Com o lema “Reaja, Brasil”, o protesto contou com a articulação do pastor Silas Malafaia e teve a presença da ex-primeira-dama Michelle Bolsonaro, do governador Tarcísio de Freitas (Republicanos-SP), do governador mineiro Romeu Zema (Novo), entre outros aliados do ex-presidente. Já o senador Flávio Bolsonaro (PL-RJ) participou de ato paralelo em Copacabana, no Rio de Janeiro.
Anistia e pressão sobre o STF dominam a pauta
A mobilização ocorre em meio ao julgamento da Ação Penal 2.668, no STF, que será retomado na terça-feira (9). O processo julga a suposta tentativa de subversão da ordem democrática, orquestrada por aliados de Bolsonaro após sua derrota nas eleições de 2022. A pauta da manifestação inclui críticas à proposta de “anistia light” que tramita no Congresso e que, segundo seus opositores, deixaria de fora Bolsonaro e outros líderes.

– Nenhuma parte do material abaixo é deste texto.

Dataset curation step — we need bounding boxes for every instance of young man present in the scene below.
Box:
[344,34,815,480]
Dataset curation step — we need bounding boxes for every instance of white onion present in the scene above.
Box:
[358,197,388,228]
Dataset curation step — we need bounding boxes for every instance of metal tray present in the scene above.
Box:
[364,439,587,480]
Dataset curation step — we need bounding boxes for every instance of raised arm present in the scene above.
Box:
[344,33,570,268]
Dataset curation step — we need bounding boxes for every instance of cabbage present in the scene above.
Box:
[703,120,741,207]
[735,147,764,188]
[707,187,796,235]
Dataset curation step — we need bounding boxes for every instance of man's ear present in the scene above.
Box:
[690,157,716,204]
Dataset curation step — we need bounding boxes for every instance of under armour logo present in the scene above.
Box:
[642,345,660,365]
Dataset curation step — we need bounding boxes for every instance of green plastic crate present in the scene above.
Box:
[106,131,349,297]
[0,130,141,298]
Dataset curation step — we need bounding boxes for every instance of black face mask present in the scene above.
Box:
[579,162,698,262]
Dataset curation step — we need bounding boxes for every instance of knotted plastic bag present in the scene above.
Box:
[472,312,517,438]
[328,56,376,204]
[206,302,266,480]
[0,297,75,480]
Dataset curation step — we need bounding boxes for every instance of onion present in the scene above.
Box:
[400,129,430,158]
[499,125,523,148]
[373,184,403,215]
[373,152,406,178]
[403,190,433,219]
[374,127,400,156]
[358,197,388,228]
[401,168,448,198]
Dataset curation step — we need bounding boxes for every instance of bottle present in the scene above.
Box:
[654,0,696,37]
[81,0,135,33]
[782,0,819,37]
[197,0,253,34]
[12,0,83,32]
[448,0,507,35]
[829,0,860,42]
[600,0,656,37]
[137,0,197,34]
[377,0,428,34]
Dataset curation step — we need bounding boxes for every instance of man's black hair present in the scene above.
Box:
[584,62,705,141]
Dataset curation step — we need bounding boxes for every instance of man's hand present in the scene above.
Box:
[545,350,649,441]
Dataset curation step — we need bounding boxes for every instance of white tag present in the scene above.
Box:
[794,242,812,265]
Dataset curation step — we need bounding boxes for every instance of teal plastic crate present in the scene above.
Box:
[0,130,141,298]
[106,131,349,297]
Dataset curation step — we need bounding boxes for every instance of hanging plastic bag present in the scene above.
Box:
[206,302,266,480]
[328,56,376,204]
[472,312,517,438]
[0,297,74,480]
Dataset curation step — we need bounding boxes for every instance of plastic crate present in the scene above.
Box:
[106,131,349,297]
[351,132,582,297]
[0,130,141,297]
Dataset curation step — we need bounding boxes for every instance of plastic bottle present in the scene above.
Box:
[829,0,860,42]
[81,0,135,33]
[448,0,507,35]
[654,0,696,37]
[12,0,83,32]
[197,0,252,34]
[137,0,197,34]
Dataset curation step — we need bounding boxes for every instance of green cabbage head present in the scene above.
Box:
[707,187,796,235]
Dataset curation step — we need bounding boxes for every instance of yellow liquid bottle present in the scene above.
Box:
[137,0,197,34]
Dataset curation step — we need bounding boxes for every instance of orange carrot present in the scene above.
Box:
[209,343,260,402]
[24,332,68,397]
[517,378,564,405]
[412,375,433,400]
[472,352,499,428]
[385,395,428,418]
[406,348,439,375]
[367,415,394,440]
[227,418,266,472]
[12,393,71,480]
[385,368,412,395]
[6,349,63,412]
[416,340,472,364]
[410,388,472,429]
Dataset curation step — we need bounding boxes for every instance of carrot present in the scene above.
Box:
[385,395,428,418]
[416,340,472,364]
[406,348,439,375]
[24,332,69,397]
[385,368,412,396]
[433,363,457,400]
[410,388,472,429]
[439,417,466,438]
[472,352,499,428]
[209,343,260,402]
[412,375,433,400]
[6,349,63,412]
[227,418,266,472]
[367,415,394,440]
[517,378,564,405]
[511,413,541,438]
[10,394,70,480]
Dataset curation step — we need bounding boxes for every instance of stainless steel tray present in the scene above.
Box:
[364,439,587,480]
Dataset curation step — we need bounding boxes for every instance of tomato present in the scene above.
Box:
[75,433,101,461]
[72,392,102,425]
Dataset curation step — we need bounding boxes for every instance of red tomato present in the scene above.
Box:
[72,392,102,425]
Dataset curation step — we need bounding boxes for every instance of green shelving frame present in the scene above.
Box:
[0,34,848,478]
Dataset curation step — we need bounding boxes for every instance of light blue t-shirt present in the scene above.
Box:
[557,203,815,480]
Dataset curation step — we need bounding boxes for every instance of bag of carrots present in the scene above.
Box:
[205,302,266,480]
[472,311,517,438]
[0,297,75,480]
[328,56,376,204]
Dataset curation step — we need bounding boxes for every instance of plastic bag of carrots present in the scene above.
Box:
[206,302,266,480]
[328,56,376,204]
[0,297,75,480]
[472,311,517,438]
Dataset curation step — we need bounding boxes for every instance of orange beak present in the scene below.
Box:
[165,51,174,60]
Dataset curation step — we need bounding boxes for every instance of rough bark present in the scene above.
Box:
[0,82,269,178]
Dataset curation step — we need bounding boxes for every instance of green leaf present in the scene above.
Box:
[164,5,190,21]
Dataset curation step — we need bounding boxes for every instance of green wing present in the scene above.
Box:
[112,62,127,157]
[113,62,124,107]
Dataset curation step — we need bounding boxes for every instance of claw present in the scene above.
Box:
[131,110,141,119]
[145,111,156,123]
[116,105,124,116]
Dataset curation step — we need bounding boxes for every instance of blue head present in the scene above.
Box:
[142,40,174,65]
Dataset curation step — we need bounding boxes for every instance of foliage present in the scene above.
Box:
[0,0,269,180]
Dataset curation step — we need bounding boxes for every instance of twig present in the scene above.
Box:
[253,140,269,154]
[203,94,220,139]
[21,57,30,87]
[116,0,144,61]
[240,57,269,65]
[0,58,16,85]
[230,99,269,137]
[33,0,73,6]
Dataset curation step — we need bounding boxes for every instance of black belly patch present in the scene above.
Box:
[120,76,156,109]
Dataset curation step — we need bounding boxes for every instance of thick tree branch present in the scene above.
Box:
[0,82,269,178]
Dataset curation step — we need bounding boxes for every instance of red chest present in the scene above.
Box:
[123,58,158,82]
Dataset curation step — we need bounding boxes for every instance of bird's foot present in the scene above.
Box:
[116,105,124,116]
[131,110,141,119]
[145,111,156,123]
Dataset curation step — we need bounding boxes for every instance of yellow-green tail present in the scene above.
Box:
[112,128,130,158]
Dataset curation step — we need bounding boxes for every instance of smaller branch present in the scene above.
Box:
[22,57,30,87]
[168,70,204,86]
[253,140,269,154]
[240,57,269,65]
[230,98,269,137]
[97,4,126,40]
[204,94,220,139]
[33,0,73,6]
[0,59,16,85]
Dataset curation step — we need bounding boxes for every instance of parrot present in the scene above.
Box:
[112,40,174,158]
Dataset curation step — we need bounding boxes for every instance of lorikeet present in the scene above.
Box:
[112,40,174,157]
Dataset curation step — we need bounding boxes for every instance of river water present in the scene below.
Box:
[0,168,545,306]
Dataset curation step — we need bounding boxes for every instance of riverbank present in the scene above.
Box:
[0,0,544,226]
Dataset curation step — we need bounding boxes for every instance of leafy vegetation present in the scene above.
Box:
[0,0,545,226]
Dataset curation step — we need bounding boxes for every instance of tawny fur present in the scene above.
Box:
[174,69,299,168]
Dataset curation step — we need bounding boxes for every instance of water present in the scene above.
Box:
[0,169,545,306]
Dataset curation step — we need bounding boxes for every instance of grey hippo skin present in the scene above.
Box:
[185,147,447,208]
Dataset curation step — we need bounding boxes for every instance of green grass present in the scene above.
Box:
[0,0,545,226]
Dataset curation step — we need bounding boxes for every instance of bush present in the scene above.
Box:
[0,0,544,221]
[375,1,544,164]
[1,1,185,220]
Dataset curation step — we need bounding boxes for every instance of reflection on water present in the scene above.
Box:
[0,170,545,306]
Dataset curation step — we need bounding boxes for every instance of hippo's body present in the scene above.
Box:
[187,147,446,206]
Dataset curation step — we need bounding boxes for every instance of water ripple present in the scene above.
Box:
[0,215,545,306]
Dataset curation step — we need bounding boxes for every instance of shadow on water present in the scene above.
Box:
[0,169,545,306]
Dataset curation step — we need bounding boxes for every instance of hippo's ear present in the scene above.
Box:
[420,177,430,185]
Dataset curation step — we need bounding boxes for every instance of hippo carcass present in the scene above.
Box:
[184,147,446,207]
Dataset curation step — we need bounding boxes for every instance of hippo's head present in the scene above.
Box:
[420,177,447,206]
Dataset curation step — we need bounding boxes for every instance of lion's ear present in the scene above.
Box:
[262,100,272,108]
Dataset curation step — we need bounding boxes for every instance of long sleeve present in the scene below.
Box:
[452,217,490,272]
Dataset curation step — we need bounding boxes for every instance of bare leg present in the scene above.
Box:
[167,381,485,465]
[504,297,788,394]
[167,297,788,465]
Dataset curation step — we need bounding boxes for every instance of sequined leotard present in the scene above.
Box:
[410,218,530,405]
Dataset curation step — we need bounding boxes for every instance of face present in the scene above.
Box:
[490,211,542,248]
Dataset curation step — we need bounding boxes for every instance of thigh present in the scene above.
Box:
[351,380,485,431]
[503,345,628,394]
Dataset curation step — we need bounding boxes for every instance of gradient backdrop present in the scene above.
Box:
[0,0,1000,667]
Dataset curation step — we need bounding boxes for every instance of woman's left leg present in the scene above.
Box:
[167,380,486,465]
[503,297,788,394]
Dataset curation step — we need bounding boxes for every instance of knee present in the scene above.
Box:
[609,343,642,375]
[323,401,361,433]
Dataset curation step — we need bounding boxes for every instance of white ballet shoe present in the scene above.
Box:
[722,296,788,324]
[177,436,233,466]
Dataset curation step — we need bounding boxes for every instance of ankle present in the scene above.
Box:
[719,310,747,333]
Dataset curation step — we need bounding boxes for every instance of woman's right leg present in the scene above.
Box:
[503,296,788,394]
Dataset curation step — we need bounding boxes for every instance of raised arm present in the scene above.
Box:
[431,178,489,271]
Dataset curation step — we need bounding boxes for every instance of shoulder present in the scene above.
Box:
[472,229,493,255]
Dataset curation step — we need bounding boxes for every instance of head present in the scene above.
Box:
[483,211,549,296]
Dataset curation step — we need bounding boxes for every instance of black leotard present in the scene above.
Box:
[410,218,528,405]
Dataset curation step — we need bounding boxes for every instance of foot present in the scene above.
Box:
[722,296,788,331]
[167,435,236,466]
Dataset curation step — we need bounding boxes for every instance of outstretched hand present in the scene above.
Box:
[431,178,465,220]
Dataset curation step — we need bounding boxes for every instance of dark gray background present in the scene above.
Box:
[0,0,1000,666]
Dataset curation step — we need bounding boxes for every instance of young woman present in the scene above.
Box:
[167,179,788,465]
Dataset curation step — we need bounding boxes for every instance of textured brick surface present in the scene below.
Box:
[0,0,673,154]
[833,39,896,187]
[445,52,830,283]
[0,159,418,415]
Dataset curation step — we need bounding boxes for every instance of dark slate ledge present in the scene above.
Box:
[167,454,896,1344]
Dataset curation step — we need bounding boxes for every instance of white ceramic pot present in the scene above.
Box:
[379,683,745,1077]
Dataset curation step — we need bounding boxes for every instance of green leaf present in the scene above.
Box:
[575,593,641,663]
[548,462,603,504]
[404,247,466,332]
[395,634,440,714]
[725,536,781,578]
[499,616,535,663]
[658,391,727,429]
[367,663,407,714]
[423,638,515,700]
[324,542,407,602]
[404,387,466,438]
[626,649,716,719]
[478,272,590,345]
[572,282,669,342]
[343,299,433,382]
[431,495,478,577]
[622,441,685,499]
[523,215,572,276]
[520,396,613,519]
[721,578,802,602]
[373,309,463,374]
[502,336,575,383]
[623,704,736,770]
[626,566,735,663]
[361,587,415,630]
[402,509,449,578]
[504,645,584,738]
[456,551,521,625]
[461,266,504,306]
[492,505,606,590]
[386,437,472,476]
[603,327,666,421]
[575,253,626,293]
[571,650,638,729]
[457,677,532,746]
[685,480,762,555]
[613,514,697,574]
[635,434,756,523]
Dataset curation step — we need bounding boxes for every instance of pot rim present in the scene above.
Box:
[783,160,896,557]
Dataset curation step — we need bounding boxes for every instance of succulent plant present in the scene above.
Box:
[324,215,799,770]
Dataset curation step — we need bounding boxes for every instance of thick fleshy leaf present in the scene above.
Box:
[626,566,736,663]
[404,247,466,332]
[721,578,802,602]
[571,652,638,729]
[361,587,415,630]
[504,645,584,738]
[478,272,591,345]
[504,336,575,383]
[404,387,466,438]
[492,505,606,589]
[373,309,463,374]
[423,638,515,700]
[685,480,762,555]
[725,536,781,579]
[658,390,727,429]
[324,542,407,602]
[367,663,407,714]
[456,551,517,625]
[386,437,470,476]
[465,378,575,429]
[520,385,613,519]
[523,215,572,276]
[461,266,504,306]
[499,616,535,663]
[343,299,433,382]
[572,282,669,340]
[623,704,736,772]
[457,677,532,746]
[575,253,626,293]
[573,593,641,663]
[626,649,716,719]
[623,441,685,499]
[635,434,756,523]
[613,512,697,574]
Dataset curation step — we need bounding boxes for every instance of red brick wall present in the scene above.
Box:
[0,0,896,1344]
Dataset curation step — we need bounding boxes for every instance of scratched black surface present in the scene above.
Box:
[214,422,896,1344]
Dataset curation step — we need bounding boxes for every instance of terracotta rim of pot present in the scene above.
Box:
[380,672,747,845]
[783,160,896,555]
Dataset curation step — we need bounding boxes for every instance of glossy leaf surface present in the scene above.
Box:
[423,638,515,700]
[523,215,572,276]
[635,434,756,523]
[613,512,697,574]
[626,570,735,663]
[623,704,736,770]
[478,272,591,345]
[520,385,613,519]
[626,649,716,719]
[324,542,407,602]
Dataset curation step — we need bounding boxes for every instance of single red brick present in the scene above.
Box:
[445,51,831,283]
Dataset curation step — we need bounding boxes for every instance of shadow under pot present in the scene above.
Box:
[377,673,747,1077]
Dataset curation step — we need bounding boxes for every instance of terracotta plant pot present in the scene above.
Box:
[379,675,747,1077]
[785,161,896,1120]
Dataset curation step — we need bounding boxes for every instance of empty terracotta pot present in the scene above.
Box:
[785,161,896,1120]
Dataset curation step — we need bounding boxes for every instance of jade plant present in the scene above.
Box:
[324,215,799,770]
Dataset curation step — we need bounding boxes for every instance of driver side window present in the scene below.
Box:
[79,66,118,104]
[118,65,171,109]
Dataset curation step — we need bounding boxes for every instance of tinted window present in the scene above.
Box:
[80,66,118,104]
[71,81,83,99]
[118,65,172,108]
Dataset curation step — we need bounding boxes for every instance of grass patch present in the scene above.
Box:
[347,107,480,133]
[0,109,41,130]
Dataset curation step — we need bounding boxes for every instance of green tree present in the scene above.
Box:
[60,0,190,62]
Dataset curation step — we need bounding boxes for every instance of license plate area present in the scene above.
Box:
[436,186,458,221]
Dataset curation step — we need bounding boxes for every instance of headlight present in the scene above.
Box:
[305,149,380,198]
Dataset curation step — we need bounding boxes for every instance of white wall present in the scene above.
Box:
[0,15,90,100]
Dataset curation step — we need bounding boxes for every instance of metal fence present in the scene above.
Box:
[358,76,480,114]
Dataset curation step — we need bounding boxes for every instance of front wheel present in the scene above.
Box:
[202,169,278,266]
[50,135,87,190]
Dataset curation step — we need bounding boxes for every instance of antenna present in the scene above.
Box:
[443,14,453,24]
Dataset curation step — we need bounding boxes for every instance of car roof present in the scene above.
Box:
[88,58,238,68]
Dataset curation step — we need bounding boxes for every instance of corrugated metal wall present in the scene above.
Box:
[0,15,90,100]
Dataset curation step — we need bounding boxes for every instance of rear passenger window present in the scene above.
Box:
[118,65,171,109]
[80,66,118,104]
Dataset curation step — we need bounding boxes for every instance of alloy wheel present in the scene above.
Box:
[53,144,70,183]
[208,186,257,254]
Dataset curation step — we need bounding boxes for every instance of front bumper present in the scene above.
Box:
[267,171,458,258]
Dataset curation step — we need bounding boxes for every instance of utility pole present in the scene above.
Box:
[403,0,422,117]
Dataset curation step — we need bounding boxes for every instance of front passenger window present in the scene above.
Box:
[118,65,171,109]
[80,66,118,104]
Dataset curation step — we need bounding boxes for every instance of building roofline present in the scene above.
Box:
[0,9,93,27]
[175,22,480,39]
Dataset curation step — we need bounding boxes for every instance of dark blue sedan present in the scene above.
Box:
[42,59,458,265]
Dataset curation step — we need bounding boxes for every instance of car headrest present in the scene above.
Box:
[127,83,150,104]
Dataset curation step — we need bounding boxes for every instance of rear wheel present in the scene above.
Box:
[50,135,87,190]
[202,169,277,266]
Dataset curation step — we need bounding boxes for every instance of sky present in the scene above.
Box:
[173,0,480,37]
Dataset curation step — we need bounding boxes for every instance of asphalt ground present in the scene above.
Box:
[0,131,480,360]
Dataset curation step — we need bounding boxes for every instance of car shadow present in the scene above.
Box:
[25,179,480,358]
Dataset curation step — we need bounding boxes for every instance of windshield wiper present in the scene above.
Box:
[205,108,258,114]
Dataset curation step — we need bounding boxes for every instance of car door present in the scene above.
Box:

O ex-desembargador Sebastião Coelho, um dos porta-vozes do movimento, declarou que a intenção é pressionar os parlamentares a incluir todos os envolvidos na medida. Já Flávio Bolsonaro classificou a manifestação como “grito de liberdade” contra o que considera “perseguição política” ao ex-presidente.
Esta foi a segunda manifestação nacional da direita sem a presença física de Jair Bolsonaro, atualmente em prisão domiciliar.
A mobilização anterior, em fevereiro, reuniu 37,6 mil pessoas na Avenida Paulista, conforme medição do Monitor do Debate Público no Meio Digital da Universidade de São Paulo (USP).